« In this beginning of Matthew’s story, they hear much more than a list of names.”
Today begins the octave before Christmas. While octaves following important feast days (Easter, Christmas, Pentecost) are an important part of our liturgical celebrations, this octave precedes the feast. We are in the homestretch of preparation – we can see the light on the horizon. We pray the” O Antiphons » before the magnificent during the Vespers. The Gospel readings at daily Mass begin to tell the story of the birth of Christ as found in the Gospels of Matthew and Luke.
We begin with the opening of Matthew’s Gospel, the same reading We will hear at the Vigil Mass of Christmas: « the book of the genealogy of Jesus Christ, the son of David, the son of Abraham…”
At first glance, it seems to simply be a long list of names. We hear some familiar ones, like Isaac, Jacob, and Solomon. There are non-family ones, like Shealtiel and Abiud. Why does Matthew begin this way? As Scripture scholar N.T. Wright joked “ » Reading other people’s genealogies is about as exciting as watching other people’s holiday videos.”
But for the Jewish people, genealogies told a story. They gift identity. For example, as major characters arrive onto the scene in the Old Testament, we hear their genealogies. Who are these people? Where did they come from?

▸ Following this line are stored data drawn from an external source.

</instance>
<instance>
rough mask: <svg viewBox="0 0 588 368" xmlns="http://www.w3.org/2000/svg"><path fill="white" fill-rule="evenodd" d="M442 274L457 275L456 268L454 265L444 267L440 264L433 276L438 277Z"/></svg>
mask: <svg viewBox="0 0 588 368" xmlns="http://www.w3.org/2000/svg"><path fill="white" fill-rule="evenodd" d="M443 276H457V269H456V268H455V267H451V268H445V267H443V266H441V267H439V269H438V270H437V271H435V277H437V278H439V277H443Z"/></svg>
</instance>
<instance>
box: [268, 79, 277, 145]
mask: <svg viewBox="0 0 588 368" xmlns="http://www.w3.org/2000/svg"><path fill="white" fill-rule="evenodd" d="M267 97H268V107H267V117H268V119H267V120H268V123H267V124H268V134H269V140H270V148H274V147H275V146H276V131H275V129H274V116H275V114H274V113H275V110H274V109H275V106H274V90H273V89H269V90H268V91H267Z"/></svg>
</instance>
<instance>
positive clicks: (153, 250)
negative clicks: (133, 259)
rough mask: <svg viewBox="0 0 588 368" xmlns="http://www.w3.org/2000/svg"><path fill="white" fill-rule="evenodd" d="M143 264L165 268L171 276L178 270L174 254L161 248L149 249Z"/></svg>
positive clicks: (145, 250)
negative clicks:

And this is no ordinary genealogy, after all. This is a genealogy. Matthew is asking his readers to remember the covenant made with Abraham: “…your offspring shall possess the gate of his enemies, and in your offspring shall all the nations of the earth be blessed, because you have obeyed my voice…” (Genesis 22:17-18). I would like to hear the words of David: “…and your house and your kingdom will be made forever before me. Your throne shall be established forever « (2 Samuel 7: 16).
This is a genealogy. This is the Son of the promises.
When we read this genealogy, we must realize that the people who are hearing it for the first time have been waiting. For generations, they have been hearing promises and prophecies. So in this beginning of Matthew’s story, they hear much more than a list of names. They hear fulfillment and faithfulness. They hear hope and love.
Matthew takes us back to the beginning — the opening line could also be translated “the book of the genesis Jesus Christ” – and reminds us that God is faithful. In Genesis 3:15, the promise was made in the first place. The oaths made to Abraham, Moses, David have been remembered. The Lord has been true to his promises.
Let us read the genealogy in Matthew 1 with eyes of gratitude. Rather than simply a long cast of characters, it is a reminder of the fidelity of the Lord. Matthew reminds us through these names and events that the Lord does not abandon his people. Even when hope seems vain (Matthew’s reference to the Babylonian exile), The Lord is faithful. When the human beings involved in his plan stray (his reference to Bathsheba as she who “had been the wife of Uriah), the Lord accomplishes his work. Even through messiness and darkness and human frailty, the Lord is saving.
This is a genealogy. It is a genealogy of answered prayers. It is a genealogy tainted by mess but redeemed in glory. Come, Lord Jesus. Help me to hope in you and trust in your Word. You are faithful.